For green-focused buyers, the struggle may be worth it with its long range without charging and zero emissions. How does the Nexo stack up next to its limited competitors? Keep reading to find out.
Almost 400 miles and no charging. One of the biggest turn-offs to electric vehicles for traditional commuters is the need to charge them. Sure, EVs have come a long way in terms of charging times and driving ranges, but they still require a lot of advanced planning before taking a trip. Even Tesla and its Supercharging stations require route planning and coming up with activities for the kiddos while the vehicle is charging.
The Hyundai Nexo, however, not only boasts a 380-mile range on a full hydrogen tank, it also takes mere minutes to refill, giving you the greenness of an electric vehicle with the refueling time similar to a gasoline vehicle. Finding a hydrogen filling station can pose a bit of an issue, but it's not much more of a problem than digging up an EV charging station on the road.
When compared to other fuel cell vehicles (FCVs) on the road today, the Nexo’s 380-mile range tops the Honda Clarity Fuel Cell and Toyota Mirai, its key competitors, by 15 miles and 78 miles, respectively.
The Nexo’s eco-friendliness goes beyond just its powertrain. It also uses ecological materials in its cabin, including soybean-oil-based polyurethane paint, bamboo-thread seats, bio-plastics, and more.
Feature-packed, but cluttered. On top of boasting an advanced powertrain that gives us a glimpse into the future, the Hyundai Nexo delivers in the standard features any car shopper would be happy with. Its standard features include a sunroof, electric parking brake, power tailgate, wireless charging pad, Apple CarPlay, Android Auto, heated and ventilated seats, a 12.3-inch touchscreen, a push-button transmission, and more.

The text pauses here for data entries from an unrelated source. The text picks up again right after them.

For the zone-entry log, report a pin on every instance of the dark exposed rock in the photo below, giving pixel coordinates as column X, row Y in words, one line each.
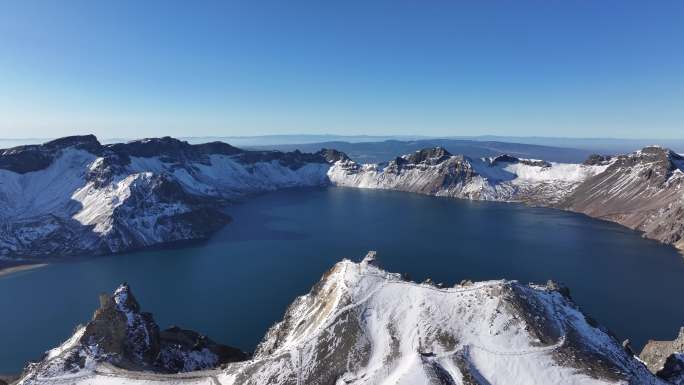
column 596, row 159
column 505, row 158
column 639, row 190
column 673, row 370
column 434, row 155
column 627, row 345
column 30, row 158
column 120, row 334
column 656, row 353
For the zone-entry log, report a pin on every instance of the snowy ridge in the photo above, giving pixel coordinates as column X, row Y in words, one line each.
column 81, row 197
column 74, row 196
column 362, row 325
column 502, row 178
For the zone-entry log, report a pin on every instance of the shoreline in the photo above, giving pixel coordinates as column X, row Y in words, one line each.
column 19, row 268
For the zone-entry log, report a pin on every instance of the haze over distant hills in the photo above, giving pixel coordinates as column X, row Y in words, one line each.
column 309, row 142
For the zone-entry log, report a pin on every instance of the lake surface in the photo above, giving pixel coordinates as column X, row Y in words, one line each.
column 237, row 284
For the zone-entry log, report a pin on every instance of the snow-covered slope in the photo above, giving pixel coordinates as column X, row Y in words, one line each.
column 121, row 335
column 363, row 325
column 74, row 195
column 642, row 190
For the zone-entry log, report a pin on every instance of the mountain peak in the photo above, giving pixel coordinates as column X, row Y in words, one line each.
column 434, row 155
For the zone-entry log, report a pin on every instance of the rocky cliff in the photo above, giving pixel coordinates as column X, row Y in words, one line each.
column 73, row 195
column 641, row 190
column 666, row 358
column 122, row 336
column 362, row 325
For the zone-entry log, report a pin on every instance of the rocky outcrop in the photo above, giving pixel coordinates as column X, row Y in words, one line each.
column 75, row 196
column 362, row 325
column 642, row 191
column 437, row 172
column 666, row 358
column 122, row 336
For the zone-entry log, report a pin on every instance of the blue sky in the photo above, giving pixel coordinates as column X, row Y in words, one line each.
column 134, row 69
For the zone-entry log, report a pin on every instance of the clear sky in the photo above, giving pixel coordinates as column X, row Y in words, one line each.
column 192, row 68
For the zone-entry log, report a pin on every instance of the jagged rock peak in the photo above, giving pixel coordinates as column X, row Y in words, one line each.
column 504, row 158
column 87, row 142
column 656, row 353
column 433, row 155
column 332, row 155
column 370, row 258
column 656, row 153
column 363, row 325
column 597, row 160
column 124, row 299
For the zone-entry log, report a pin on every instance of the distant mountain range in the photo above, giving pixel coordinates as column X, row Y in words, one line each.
column 359, row 324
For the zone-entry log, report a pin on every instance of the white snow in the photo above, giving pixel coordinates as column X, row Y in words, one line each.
column 409, row 329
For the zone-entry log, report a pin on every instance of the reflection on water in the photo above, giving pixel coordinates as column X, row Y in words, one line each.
column 236, row 285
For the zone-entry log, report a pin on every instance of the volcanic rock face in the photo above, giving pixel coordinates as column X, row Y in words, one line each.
column 362, row 325
column 437, row 172
column 666, row 358
column 121, row 335
column 642, row 191
column 74, row 195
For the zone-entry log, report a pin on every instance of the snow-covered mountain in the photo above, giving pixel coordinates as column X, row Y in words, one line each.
column 74, row 195
column 362, row 325
column 642, row 190
column 666, row 358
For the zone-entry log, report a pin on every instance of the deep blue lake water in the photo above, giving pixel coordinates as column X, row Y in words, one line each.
column 237, row 284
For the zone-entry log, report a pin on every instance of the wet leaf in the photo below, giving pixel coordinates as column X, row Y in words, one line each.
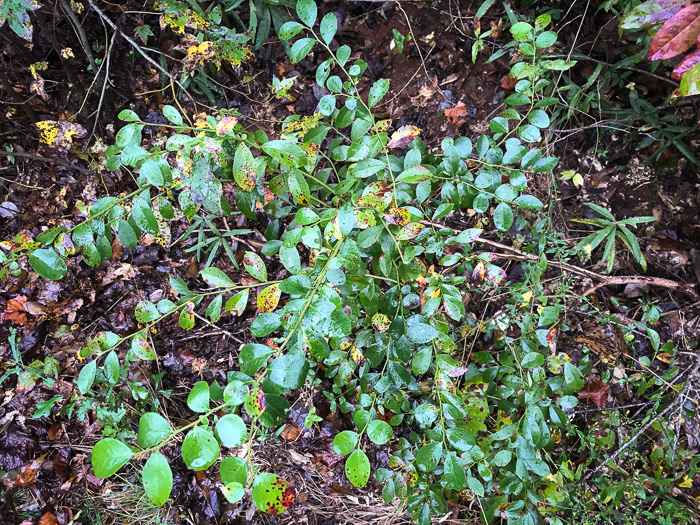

The other FCVs on the market can't match the Nexo’s standard features. The Clarity Fuel Cell comes closest with an 8-inch touchscreen, dual-zone climate control, keyless ignition, Apple CarPlay, and Android Auto. The Toyota Mirai lags with its standard with a 7-inch touchscreen and lack of Android Auto.
Where the Nexo fails us is its cluttered center console. We understand this is a high-tech crossover, but the large center panel with what seems like dozens of buttons on it is a bit too much, even for this advanced rig.
The Toyota Mirai is equally cluttered, but the Honda Clarity Fuel Cell does a great job of looking like an everyday sedan on the inside.
People and cargo are welcome. As the sole FCV crossover on the market, the Hyundai Nexo has a distinct people- and cargo-hauling advantage over the competition.
Its rear seats offer a respectable 38.6 inches of leg room, which bests the Clarity Fuel Cell and Mirai by 2.6 inches and 8.5 inches, respectively. In head room, the Nexo’s 38 inches has a 1.2-inch advantage over the Mirai and 0.9-inch advantage over the Clarity Fuel Cell.
Thanks to its crossover body, the Nexo’s can tote 29.6 cubic feet of cargo behind the rear seats and 56.5 cubes with the rear seats folded. That’s right up there with many traditional crossovers. The Mirai and Clarity Fuel Cell are sedans with trunks that can haul just 12.8 cubic feet and 15.5 cubic feet, respectively.
Final thoughts. The 2019 Hyundai Nexo looks to shake things up in the FCV segment with its roomy crossover body and near 400-mile range. Plus, it's a good value with its impressive list of standard features. Speaking of value, the Nexo costs $59,345 (destination fees included), which is $25 cheaper than the Clarity Fuel Cell and $60 cheaper than the Mirai.
If you can’t stand the busy center console in the Nexo, you may want to opt for the more traditional-looking Clarity Fuel Cell That's likely the only logical reason to choose it over the Nexo.